A family member found Garner’s dentures and pieces of his body in the hog pen several hours later on Sept. 26. District Attorney Paul Frasier said most of his remains had been consumed.
Frasier speculates that Garner could have had a heart attack or might have been knocked over by one of the hogs, several of which weigh 700 pounds or more. But authorities are also looking into the possibility of foul play.
“It’s so doggone weird that we have to look at all possibilities,” Frasier told a local newspaper.
A pathologist was unable to determine a cause of death. Garner’s remains will be examined by a forensic anthropologist.

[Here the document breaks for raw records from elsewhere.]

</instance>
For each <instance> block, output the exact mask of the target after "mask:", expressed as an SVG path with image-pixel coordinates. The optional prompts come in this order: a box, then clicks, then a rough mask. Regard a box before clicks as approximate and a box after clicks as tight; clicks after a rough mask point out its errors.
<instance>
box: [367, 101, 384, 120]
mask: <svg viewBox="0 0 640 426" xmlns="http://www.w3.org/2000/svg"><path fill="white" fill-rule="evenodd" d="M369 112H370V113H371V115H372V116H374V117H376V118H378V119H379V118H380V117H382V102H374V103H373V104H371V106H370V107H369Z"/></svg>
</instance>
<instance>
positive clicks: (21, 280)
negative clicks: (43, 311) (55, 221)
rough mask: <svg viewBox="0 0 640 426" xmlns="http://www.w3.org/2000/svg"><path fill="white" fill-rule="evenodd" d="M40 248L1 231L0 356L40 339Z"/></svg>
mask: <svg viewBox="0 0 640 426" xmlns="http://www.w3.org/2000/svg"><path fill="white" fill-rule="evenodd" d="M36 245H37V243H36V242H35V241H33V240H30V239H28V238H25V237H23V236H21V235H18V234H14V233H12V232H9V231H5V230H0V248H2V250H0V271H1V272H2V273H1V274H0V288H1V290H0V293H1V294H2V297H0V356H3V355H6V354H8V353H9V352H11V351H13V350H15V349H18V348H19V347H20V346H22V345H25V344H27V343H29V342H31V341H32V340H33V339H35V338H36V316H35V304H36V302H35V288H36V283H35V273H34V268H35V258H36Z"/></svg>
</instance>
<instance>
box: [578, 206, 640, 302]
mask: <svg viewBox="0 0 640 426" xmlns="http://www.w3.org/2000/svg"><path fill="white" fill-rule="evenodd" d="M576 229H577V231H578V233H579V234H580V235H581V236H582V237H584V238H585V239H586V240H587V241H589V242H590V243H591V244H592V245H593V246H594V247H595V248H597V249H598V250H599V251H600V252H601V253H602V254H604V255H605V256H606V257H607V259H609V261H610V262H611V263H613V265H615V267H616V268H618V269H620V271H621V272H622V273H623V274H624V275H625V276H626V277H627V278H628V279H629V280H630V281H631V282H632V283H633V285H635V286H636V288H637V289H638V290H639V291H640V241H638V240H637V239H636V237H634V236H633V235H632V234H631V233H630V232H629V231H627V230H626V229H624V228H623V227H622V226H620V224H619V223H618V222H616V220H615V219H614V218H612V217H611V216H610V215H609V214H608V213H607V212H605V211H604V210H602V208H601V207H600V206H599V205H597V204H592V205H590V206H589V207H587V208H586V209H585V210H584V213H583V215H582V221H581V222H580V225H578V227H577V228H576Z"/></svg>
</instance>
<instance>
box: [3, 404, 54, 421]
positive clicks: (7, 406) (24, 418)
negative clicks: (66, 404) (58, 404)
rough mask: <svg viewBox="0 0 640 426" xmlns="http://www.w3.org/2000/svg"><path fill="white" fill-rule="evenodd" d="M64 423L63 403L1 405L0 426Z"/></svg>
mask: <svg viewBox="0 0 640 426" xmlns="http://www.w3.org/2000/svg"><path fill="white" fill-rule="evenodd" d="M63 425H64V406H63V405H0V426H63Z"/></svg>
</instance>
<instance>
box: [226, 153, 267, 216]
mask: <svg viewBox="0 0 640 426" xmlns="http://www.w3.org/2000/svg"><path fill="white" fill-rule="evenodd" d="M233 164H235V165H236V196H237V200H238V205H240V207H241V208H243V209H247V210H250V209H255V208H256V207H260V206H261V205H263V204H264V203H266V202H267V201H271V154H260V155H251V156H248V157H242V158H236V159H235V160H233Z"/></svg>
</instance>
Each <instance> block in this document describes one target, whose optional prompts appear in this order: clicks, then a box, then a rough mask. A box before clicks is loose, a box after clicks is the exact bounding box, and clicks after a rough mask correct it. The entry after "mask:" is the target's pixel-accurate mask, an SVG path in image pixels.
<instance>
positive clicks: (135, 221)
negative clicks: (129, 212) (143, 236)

Are hogs rally aggressive enough to knock over a full-grown man? They’re usually not, according to an expert, but Garner’s brother says last year, one of the dead farmer’s sows bit him when he accidentally stepped on a piglet.
Garner’s brother says, [Terry] “was going to kill it, but when I asked him about it later, he said he had changed his mind.”
While it may not be possible to determine whether any steps could have been taken to save Garner’s life, here are some suggestions regarding the safety of lone workers:
- Avoid having a lone worker whenever possible, especially for jobs with a recognized risk.
- Report all situations, incidents or ‘near misses’ where being alone increased the severity of the situation. Analyze this information and make changes to company policy where necessary.
- Take action to prevent or minimize the potential risks of working alone.
- Establish a check-in procedure. Make sure that regular contact is kept with all employees. Establish ways to account for people (visually or verbally) while they are working.
- Schedule higher risk tasks to be done during normal business hours, or when another worker capable of helping in an emergency is present.